Il consiglio comunale di Vigevano (Pavia) ha approvato all’unanimità la mozione presentata dal consigliere Paola Cavallini, che impegna la Giunta a compiere passi concreti affinché il corso di laurea in Scienze infermieristiche non sia più messo in discussione. Tutti d’accordo, quindi, per salvare questo percorso di studi, ma anche per trovare una soluzione al problema della carenza di medici di base.
Ora la Giunta dovrà chiedere al ministero della Salute, a quello dell’Università e della ricerca, nonché ad Asst e Ats, “di incrementare i finanziamenti per le borse di studio per medici e infermieri riportandoli almeno alla quota prevista per il triennio 2019/2022, quando erano 313 medici e 20 infermieri» e di «aumentare i posti ai corsi della scuola infermieristica dell’Università di Pavia e aumentare i concorsi e i bandi per il reclutamento del personale, evitando poi la migrazione del personale”.
Cavallini ha spiegato che «sono molti gli infermieri e i medici che vengono a fare concorsi dal Sud per poi, dopo due anni, chiedere il trasferimento e tornare a lavorare vicino a casa». La consigliera ritiene necessario anche discutere «in sede di accordo collettivo nazionale la conferma delle premialità per i medici che aprono il proprio studio in aree carenti, considerati “zone disagiate”, incrementare la quota percentuale di medici di medicina generale che possono accedere agli incentivi per forme associative e personale di studio, confermando le indennità anche per i medici che accettino di aumentare il proprio massimale di assistiti, per le forme associative nonché per i tirocinanti».
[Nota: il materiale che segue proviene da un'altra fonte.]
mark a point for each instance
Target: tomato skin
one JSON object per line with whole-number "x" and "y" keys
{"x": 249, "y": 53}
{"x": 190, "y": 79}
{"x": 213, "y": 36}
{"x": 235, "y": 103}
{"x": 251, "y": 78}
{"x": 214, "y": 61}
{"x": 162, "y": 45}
Inoltre si chiede di “incentivare il lavoro in equipe con professionisti sanitari, prevedere forme di sostegno all’utilizzo della telemedicina e di aumentare la quota di assistiti per medici in formazione da 650 a mille”. Già questa potrebbe essere una soluzione, per esempio, per il problema della carenza di medici di base. Solo pochi giorni fa l’Ats Pavia ha spiegato che “anche l’ultimo bando per medici di famiglia non ha portato a nuovi arrivi a Gropello”, dove circa mille pazienti sono senza dottore.
Infine l’amministrazione comunale dovrà attuare agevolazioni fiscali agli studenti del corso da infermiere, come sconti sugli affitti e sull’utilizzo dei mezzi pubblici, e istituire, per ogni anno, almeno tre o quattro borse di studio finanziate da Comune o da associazioni presenti sul territorio, e promuovere attraverso i propri istituti scolastici superiori il corso di laurea in scienze infermieristiche.